We are saying arbitrarily for purposes of this script that there was once, or still may exist somewhere, a race of highly advanced and kindly humanoid aliens, who had great love and affection for all forms of life and all levels of civilization and hated to see the fresh and different potential of primitive cultures absorbed and changed, such as happened on Earth with the Egyptians, Crete, American Indians, etc. Undoubtedly, the same sort of thing happens on other planets, too—it is a demonstratable law of progress in civilization that richly interesting primitive cultures die out and their particular values are lost when stronger cultures absorb or destroy them.
Roddenberry’s interest in the super-race, a logic derivative of the social Darwinian notion of “survival of the fittest,” continues, as he makes a weak effort at explaining why the Indians believe Kirk is godlike: “it is obvious that the Indians have never seen an Enterprise landing party member before and, therefore, more believable they believe Kirk is a sort of god.” The “demonstratable law of progress” implicitly assumes that “white” phenotypes, which is all that separates Kirk from the Indians at this point in the story, would be construed by “primitive cultures” as godlike, thereby linking Kirk not to the Indians, and thus to members of his own species, but to an alien super-race: Kirk is more alien super-race than human Indian.
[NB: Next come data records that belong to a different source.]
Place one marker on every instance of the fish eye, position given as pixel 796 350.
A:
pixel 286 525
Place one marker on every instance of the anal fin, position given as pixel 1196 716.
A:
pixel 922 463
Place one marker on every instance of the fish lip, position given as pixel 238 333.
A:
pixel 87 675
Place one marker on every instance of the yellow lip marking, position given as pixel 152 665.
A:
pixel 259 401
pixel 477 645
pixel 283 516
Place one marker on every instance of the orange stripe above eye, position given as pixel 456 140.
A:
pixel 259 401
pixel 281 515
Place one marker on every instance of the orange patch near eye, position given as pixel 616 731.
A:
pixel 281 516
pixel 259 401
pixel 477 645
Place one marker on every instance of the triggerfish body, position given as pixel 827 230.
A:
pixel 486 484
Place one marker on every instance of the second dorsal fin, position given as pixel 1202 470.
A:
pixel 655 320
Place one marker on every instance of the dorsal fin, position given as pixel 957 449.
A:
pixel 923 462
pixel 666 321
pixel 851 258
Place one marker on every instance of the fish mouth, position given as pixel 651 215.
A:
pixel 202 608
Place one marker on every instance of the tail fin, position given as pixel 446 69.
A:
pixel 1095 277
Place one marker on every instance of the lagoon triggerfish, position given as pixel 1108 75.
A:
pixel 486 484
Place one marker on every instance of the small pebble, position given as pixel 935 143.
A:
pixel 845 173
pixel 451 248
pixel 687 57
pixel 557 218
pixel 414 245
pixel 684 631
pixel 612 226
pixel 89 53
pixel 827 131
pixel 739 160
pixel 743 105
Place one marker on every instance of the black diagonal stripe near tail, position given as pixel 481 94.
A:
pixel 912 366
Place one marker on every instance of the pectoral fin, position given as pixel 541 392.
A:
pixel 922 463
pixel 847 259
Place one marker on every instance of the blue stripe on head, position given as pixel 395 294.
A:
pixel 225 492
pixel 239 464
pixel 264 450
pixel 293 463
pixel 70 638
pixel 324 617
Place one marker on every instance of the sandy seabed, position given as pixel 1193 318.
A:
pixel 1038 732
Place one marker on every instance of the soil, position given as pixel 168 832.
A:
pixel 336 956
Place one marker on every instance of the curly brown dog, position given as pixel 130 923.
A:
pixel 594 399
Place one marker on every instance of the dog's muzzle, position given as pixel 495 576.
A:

The discourse of white superiority, “not there as a category and everywhere as a fact,” as Richard Dyer argues about whiteness, is stretched into the future by the science-fiction notion of an alien super-race and a heroic white captain.


writerfella said...

Writerfella here --
Interesting that Daniel Bernardi goes after Roddenberry more for "The Paradise Syndrome" than he does concerning Margaret Armen, the original author. Will have to read Bernardi in toto before adding much else to such an observation, but it still remains true. The writers in films and TV are disregarded for the most part, as though 'art by committee' leaves them out entirely...
All Best
Russ Bates

Rob said...

I'll probably write something about the whole book eventually. In brief, it's a mishmash of astute and off-base criticism. Much of it is overly academic. Given your disdain of criticism, I doubt you'd like it.